Rising damp is the most common form of dampness encountered in buildings; this is left to condensation. However, it is very likely that a high proportion of older buildings are affected by rising damp to some degree or another, and it does cause problems with positive identification, appropriate remedial action and ancillary works.
Rising damp is normally indicated by high free-moisture content in the base of the wall, reducing with increasing height. Often a characteristic ‘tide-mark’ is visible, typically up to 1m above floor level, but occasionally even higher. Hygroscopic salts (particularly chlorides/nitrates) are almost invariably present in ground water and will therefore be found in walls and plaster suffering from rising damp. These salts normally concentrate in a band in the upper area of dampness and may cause electrical (conductivity) moisture meters to give spurious readings.
Rising damp in buildings may be defined as the vertical flow of water up through a permeable wall structure, the water being derived from ground water. The water rises through the pores (capillaries) in the masonry by a process loosely termed 'capillarity'. In other words, the masonry acts like a wick.
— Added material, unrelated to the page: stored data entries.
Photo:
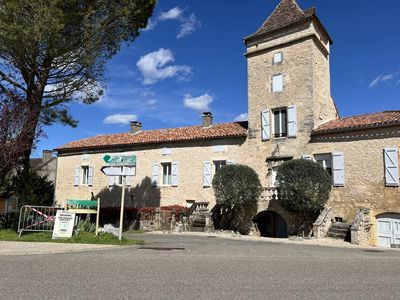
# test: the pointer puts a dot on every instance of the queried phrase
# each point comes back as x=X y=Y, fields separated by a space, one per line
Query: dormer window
x=277 y=83
x=277 y=59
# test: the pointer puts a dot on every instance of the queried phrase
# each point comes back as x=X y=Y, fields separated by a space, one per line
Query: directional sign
x=119 y=171
x=120 y=160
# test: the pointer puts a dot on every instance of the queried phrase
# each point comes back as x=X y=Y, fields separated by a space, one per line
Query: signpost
x=120 y=166
x=64 y=225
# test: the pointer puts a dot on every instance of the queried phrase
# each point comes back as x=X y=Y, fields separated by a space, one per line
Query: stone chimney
x=47 y=155
x=136 y=127
x=207 y=119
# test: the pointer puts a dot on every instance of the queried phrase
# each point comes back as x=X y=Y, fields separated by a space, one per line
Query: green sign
x=120 y=160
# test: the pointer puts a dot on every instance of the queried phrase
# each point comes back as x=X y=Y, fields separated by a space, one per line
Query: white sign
x=64 y=224
x=119 y=171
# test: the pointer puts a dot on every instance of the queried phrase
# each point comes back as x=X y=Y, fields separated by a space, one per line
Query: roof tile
x=228 y=130
x=386 y=118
Ground water contains small amounts of soluble salts, the most significant of which are chlorides, nitrates and sulphates. These pass with the water up the wall and are left behind when the water evaporates. Over many years of active rising damp large quantities of these salts accumulate within the masonry and decorative surface, most becoming concentrated in a general `salt bond` towards the maximum height of rise. Frequently, the concentrations of these salts are very low towards the base of the wall.
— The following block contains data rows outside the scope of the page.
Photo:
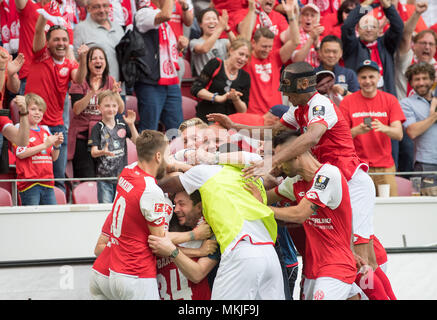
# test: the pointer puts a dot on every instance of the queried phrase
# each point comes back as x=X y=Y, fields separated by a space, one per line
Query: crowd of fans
x=374 y=59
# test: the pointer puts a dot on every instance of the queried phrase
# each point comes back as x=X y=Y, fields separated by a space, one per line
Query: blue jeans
x=155 y=103
x=106 y=191
x=38 y=195
x=61 y=163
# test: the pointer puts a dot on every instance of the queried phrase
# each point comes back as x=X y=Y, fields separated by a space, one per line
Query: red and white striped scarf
x=168 y=54
x=10 y=25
Both chlorides and nitrates are usually hydroscopic, i.e. They can absorb moisture from the surrounding environment and in general, the greater the amount of salts the greater the absorption of moisture, especially under humid conditions. Thus, even though rising dampness may have been controlled by the insertion of a remedial damp proof course these salts alone can cause the wall and any contaminated decorations to remain damp.